Tout travail cessant, vers 10 heures, l’inspecteur de police Ibrahima Maïga et ses léopards se transportent à Boulkassoumbougou-Kouloubilenni au domicile des deux suspects. Mais, ces derniers s’étaient déjà rendus en ville pour leurs affaires. Qu’à cela ne tienne, les policiers campent discrètement sur les lieux jusqu’aux environs de 18 heures, heure à laquelle les deux oiseaux pointent leur nez. A peine ont-ils franchi le seuil de leur porte que les policiers font irruption dans leur maison pour les mettre aux arrêts. Des grosses sueurs commencent à tomber du front des deux hommes quand les intrus de policiers se sont mis à fouiller dans tous les coins et recoins de leur tanière.

Les visiteurs découvrent un colis pesant plus de 100 millions

L’inspecteur de police Ibrahima Maïga et ses éléments ne sont pas des policiers qui reculent devant l’adversité. Comme en mission de déminage, ils fouinent tous les coins suspects de la villa qu’occupent les narcotrafiquants. La chance aidant, ils tombent sur un colis qu’ils saisissent pour les besoins de l’enquête. Après vérification sur place, il s’est avéré que le fameux colis était constitué de capsules contenant une poudre blanchâtre suspecte. Dans la cour, ils tombent sur une voiture de marque Renault Laguna, immatriculé N-4733-MD qu’ils utilisent uniquement la nuit.

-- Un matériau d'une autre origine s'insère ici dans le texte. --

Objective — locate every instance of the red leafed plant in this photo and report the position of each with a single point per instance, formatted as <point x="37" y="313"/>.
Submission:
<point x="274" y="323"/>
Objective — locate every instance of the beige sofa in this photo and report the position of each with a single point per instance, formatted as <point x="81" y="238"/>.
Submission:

Cette découverte écorche la curiosité des policiers. Ils poursuivent alors leur fouille au cours de laquelle ils découvrent plusieurs autres objets de nature à intéresser leur enquête. Fouillés à corps, ils sont trouvés en possession des billets de banque composés 600 billets de 100 euros, 35 billets de 50 euros, 2 billets de 200 euros, 1 billet de 500 euros, 2 billets de 50 dollars us, 10 billets de 10.000FCFA et 9 billets de 5000FCFA. L’horizon s’assombrit sur le duo, l’espoir s’amenuise de plus en plus. Vu la gravité des faits pour lesquels ils ont été arrêtés, les suspects prient leurs poursuivants et le divisionnaire de police Mamoudou Baka Sissoko, assisté de son adjoint, le commissaire principal de police Bréhima Diakité, de « négocier ».Ils leur proposent plusieurs dizaines de millions pour soigner le mal d’argent qui fait gripper actuellement plus d’un Malien.

Sans compter avec l’inflexibilité de leurs interlocuteurs qui s’interdisent de tronquer leur dignité contre des objets, précieux soient-ils. Le divisionnaire de police instruit à son chef de la brigade de recherche de poursuivre son enquête jusqu’aux plus petites ramifications du réseau.